The News Feed posts for which an advertiser has paid to have displayed will be labeled as “Featured,” instead of “Sponsored,” as was originally planned. Facebook said it is using the term “Featured” to differentiate the paid News Feed posts from the “Sponsored” ads on the sidebar that can be bought by any advertiser.
. . .
TechCrunch noted that the change from “Sponsored” to “Featured” may cause confusion and lead some to believe the paid posts are simply important stories since most users do not associate the word "featured" with ads.
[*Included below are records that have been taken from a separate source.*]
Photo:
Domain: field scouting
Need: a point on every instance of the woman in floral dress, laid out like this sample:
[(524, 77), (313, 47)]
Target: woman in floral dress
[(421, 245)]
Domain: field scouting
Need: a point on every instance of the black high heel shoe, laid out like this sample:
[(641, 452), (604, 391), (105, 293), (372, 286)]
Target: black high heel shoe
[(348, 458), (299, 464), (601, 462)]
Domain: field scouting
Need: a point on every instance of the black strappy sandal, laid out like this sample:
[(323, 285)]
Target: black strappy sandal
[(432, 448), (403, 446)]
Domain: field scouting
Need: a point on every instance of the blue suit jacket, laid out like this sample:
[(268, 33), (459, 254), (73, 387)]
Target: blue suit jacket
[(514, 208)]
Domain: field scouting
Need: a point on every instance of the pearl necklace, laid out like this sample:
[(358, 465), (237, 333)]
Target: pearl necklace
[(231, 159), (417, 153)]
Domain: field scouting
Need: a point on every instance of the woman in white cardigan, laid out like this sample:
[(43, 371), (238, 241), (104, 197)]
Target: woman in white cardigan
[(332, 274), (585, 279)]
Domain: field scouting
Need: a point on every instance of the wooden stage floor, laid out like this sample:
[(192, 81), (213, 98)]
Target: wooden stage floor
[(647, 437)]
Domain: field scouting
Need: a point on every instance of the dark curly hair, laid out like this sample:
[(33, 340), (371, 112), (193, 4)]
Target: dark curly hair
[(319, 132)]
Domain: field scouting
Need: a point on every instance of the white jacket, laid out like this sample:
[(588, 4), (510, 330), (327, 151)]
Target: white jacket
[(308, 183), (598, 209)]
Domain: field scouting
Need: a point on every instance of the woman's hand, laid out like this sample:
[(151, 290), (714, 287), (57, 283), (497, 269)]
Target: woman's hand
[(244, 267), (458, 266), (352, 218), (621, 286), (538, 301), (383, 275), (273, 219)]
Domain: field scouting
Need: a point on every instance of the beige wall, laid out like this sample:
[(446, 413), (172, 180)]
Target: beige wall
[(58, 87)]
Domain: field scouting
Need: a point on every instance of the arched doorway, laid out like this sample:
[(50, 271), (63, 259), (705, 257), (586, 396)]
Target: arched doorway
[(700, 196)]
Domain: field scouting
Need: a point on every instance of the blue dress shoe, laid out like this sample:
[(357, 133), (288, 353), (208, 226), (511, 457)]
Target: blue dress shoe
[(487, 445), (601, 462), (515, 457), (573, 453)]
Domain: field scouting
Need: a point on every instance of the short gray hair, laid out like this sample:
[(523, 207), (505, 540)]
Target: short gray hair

While these stories are paid advertisements, they'll appear as the activity of a friend or as Pages people have Liked.
There's more at the link.
Facebook seems more and more to me like a digital version of the monster in that old SF movie 'The Blob': a great big oozing mass of greed, sprawling ever more widely across the Internet, seeking to absorb and digest everything about everyone - and make money on it! Not only are they targeting you with advertisements, but they're getting you to tell them how to do so every time you 'like' a company or product. Furthermore, they can't even be honest enough to tell you that something's an advertisement! Calling it a 'featured link' is nothing more than chicanery. What's that old Southern saying? "Don't piss on my leg, then tell me it's raining!"
No, thanks. Given the already serious security risks involved in Facebook's cavalier disregard for our privacy, and its disastrous security record, this is yet another reason why I'll stay as far away from them as possible, for as long as I can. I may eventually have no choice, for commercial reasons, but to get online there; but I'll avoid it as long as I can, and keep it to a minimum thereafter.